At the behest of Canadian Corn Producers, the Canada Border Service Agency has launched an investigation that could lead to the imposition of duties on subsidized American corn.
Bliss Baker, vice-president of Commercial Alcohols Inc., a company that intends to build a 200-million-litre ethanol facility in Windsor, Ont., is certain there will be some kind of duty applied to U.S. corn around mid-December.
If the duty is near the $1.50 per bushel the corn growers are asking for, there is no way the Canadian government will meet its ethanol target, he said.
“That would be devastating. It would be highly unlikely we would see any new ethanol plants being developed that would rely on corn,” he said.
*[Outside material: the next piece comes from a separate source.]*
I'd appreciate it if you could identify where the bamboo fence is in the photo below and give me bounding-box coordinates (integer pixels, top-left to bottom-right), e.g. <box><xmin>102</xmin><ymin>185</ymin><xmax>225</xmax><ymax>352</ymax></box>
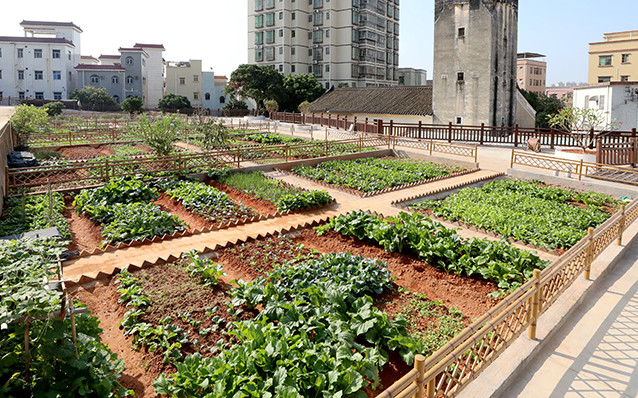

The Commercial Alcohols plant will require 20 million bu. of corn a year. A $1.50 per bu. increase in the price of its raw material would add $30 million in annual expenses to the proposed facility.
But Baker is confident that is not going to happen.
While the temporary duty may be substantial, once the Canadian International Trade Tribunal quantifies the extent of injury to Canada’s corn growers, it will be drastically reduced or eliminated altogether, he said.
He anticipates the tribunal will determine that irrigation programs in China have had a more dramatic effect on corn prices than American subsidies.
LaBelle said while a corn duty could deliver a serious blow to Canada’s national ethanol strategy, it may not be such a bad thing for the western Canadian ethanol industry, which uses wheat as the primary crop input.
LaBelle can’t understand why the federal government isn’t developing programs that would encourage the bulk of ethanol production to be located in Western Canada, where 86 percent of the nation’s farmland is located.
“Some would argue that why on earth should we build an ethanol industry in Canada based on American corn? I mean, where’s the long-term strategy there?”
But Baker doesn’t believe that a blow to Eastern Canada’s corn-based ethanol industry would necessarily be a boon to Western Canada’s wheat-based industry.
“I’m not sure there’s a zero sum game here, that if we don’t build, they build. I don’t think that is the case at all.”